One of my three is a different class of gun, so I won't draw comparisons, but the Slavia CZ 634 and the BAM B-26 both cost less than the Whisper. Individual examples have a pretty big variance, and although my Whisper had been tuned, triggered, and had several scopes and mounts, I never got half inch groups at fifteen yards. The very first ten shot group with my new Slavia was better than any of about 30-40 test patterns with all the scopes and the mounts, the different pellets, the technique efforts, etc.
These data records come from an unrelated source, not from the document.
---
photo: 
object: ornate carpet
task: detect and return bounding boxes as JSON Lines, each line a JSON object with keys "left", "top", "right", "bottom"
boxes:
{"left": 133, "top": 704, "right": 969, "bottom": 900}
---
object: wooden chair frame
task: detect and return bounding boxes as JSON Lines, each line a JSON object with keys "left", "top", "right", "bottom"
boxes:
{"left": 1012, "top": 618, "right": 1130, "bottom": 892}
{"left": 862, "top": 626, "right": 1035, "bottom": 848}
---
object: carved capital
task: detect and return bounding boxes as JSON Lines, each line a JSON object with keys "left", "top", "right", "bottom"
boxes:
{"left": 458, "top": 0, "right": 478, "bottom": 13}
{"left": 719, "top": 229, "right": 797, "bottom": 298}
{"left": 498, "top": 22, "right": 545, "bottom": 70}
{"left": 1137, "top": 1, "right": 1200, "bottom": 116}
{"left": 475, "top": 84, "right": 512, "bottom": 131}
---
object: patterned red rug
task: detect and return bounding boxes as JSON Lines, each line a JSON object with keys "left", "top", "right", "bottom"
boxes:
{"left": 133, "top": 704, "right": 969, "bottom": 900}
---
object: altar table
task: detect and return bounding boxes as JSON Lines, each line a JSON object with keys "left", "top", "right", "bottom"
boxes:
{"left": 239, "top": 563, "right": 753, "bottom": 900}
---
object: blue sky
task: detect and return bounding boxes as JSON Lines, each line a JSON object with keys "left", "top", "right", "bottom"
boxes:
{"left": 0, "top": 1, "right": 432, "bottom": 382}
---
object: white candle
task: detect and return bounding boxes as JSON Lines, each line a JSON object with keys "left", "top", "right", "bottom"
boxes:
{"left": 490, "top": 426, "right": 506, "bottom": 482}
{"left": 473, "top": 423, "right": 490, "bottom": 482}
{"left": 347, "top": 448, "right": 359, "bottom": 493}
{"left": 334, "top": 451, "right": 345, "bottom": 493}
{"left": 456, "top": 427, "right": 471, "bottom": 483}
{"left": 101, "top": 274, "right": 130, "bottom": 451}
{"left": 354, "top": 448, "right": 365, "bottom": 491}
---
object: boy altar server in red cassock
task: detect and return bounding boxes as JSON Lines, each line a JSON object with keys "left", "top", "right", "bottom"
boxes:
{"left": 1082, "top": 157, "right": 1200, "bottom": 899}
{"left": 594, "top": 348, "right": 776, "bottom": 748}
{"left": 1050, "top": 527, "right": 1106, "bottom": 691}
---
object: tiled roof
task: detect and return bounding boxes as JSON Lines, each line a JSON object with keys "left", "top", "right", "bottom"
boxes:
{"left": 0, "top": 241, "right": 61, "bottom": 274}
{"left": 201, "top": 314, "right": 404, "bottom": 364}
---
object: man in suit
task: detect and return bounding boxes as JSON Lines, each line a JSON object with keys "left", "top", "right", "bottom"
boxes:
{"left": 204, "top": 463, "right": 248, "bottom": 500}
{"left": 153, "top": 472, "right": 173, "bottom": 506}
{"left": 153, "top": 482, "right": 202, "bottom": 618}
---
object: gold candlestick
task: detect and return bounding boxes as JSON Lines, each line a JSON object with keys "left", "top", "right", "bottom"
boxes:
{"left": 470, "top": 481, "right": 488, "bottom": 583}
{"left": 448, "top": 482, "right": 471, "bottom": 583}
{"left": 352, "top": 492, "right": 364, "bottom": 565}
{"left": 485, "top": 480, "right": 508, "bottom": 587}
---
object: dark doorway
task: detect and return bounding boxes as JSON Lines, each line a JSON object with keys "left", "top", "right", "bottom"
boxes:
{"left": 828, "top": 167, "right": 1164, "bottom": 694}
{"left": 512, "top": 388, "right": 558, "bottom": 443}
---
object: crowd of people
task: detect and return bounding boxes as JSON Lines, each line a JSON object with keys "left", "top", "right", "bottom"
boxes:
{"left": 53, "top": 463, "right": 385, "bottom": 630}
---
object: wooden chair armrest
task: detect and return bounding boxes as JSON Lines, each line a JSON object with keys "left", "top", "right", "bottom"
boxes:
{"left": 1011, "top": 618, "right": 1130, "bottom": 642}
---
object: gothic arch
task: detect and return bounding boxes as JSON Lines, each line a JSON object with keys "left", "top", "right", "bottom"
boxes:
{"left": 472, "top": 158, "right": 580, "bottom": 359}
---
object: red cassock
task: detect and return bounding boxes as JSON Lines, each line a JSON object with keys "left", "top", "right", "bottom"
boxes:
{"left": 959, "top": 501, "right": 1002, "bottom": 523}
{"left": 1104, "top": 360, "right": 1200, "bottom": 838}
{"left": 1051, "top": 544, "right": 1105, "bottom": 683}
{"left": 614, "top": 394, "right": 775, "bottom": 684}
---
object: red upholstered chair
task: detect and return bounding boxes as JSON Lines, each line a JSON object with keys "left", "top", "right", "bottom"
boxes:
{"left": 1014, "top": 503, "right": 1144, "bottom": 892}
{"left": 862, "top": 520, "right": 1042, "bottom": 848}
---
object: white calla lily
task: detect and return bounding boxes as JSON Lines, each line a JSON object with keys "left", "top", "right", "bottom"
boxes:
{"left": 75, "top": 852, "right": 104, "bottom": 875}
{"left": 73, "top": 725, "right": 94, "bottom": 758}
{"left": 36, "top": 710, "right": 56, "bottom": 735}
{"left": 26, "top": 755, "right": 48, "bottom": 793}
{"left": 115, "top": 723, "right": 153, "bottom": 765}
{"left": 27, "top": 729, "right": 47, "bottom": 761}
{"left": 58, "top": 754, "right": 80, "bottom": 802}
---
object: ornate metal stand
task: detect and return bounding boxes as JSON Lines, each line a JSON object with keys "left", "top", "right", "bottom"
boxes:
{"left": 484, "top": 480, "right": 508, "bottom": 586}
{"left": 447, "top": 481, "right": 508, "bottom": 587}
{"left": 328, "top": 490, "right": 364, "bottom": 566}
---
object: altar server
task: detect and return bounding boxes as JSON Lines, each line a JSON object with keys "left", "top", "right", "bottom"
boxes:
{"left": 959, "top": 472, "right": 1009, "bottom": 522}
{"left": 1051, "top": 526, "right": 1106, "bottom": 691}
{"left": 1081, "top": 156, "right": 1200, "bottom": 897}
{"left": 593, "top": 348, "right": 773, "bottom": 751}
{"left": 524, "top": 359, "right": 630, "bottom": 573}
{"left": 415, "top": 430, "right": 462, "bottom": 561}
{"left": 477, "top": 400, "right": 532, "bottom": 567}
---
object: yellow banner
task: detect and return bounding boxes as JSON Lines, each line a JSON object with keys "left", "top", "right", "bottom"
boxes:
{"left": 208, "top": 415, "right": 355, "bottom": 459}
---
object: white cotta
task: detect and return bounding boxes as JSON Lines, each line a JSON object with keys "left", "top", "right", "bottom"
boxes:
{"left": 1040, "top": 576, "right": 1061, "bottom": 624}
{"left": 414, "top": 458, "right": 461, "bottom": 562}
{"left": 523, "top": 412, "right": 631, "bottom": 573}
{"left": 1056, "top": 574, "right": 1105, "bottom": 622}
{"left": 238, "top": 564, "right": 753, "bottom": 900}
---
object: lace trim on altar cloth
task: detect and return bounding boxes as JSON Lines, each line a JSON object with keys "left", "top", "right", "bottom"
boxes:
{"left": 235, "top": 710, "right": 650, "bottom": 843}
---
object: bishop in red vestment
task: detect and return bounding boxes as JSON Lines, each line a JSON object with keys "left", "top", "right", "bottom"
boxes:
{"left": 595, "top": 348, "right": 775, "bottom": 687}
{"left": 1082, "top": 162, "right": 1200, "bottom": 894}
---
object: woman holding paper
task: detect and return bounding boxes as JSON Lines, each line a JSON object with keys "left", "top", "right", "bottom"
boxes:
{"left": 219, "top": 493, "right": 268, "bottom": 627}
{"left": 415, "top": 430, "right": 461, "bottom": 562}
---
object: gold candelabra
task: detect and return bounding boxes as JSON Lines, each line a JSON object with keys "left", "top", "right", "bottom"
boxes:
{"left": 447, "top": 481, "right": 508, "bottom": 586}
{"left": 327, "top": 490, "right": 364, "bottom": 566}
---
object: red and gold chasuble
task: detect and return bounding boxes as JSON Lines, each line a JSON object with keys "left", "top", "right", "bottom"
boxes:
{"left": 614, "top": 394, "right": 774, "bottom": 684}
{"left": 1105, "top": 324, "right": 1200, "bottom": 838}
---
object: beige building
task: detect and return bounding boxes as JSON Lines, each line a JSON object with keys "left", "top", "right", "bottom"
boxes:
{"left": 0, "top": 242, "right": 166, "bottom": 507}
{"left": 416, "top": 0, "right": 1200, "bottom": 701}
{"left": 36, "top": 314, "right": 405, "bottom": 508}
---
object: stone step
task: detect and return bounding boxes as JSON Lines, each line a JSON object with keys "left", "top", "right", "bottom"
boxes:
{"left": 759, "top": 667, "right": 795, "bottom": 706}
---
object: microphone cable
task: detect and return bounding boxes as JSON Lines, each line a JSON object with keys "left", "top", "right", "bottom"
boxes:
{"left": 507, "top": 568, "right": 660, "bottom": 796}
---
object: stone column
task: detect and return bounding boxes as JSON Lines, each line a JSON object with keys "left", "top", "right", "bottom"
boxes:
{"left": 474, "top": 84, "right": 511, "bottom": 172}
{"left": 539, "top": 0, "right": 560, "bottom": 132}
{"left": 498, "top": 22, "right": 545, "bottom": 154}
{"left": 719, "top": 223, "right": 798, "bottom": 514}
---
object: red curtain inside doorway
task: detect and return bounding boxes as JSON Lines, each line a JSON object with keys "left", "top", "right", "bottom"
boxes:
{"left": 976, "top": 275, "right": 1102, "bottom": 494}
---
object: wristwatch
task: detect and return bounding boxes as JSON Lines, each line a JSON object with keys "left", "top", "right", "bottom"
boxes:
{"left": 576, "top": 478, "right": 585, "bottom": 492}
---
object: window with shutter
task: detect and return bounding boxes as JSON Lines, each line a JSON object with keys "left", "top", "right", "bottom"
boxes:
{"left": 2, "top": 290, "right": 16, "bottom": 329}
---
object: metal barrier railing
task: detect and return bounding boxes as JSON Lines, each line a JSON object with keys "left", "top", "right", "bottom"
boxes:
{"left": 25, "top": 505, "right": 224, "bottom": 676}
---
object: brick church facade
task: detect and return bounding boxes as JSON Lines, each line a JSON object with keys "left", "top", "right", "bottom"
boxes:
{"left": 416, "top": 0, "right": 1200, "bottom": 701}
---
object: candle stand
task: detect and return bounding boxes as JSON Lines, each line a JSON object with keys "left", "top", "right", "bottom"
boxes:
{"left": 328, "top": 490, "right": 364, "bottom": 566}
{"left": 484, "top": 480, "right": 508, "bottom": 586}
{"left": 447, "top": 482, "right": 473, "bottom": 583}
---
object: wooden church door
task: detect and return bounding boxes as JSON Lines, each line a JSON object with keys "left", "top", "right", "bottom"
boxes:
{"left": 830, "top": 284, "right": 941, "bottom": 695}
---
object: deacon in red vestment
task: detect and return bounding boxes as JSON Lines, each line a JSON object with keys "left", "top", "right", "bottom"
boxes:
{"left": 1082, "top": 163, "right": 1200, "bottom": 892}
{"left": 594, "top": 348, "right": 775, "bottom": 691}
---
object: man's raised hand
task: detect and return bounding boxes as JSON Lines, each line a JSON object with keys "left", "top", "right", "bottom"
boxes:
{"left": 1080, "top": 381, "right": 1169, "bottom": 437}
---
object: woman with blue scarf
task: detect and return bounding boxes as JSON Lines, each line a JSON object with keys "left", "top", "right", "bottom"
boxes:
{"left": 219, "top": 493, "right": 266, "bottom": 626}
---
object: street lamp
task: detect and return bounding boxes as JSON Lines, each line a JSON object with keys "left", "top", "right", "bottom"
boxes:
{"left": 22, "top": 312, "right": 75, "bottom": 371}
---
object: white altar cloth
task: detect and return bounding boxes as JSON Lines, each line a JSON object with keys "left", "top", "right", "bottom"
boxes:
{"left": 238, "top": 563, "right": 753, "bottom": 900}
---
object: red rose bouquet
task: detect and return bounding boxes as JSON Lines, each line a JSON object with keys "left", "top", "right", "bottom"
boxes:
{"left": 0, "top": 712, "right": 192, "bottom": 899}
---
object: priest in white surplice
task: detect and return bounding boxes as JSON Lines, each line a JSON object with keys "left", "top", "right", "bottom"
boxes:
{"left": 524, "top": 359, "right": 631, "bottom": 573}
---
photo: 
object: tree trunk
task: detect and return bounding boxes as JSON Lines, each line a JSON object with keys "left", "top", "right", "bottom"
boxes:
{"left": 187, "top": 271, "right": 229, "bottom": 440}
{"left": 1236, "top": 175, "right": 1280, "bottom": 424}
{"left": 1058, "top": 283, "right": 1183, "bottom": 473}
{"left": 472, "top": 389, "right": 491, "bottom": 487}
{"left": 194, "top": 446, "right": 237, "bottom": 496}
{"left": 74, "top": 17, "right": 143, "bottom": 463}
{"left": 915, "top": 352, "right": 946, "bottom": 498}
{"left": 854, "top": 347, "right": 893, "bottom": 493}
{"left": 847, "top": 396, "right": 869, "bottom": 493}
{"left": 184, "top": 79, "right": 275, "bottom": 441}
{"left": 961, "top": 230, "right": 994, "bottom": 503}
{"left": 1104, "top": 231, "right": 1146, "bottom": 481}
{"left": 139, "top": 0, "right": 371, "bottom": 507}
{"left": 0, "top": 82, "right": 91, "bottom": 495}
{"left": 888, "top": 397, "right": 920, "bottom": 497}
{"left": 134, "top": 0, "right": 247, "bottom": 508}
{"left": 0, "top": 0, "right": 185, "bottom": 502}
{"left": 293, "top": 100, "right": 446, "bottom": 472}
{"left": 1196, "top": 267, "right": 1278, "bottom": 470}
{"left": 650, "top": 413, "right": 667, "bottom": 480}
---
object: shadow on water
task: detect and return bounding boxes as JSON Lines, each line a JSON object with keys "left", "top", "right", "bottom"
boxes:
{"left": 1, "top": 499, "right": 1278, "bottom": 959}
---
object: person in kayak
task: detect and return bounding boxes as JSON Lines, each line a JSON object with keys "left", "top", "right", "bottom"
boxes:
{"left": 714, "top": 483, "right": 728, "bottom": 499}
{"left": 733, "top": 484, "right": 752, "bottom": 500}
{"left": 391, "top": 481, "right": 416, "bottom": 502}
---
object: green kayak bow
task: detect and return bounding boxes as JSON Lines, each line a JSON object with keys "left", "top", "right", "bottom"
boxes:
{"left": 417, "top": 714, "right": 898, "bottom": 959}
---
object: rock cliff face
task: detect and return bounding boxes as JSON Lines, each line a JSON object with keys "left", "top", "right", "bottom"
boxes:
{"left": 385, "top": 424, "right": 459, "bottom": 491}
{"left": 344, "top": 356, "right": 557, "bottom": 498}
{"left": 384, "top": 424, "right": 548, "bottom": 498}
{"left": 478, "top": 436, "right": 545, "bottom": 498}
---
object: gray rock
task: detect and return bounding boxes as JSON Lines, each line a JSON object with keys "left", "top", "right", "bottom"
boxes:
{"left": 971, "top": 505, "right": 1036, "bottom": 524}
But there are others who have had better experiences, so best of luck. The Gamo scope is terrible. The GRTIII trigger will improve your Whisper a lot. If/when you replace the scope and mount, clamp it like a vise and use Loctite. The worst design feature on the gun IMHO is the aluminum extrusion riser - the rails that your mount clamps to. The stop pin will seat in a weak, thin, section of metal (the hole in the riser) and the pin(s) on my mounts just elongated that hole and slid on down the riser. Watch for that, but I can't tell you why others have succeeded where I didn't. Another suggestion, many Whisper owners put "Great Stuff" or stuff foam into the stock to reduce the thwack noise emanating from the hollow stock.
Airguns are a lot of fun, and in most ways inexpensive to shoot. Nice guns can be had for $100.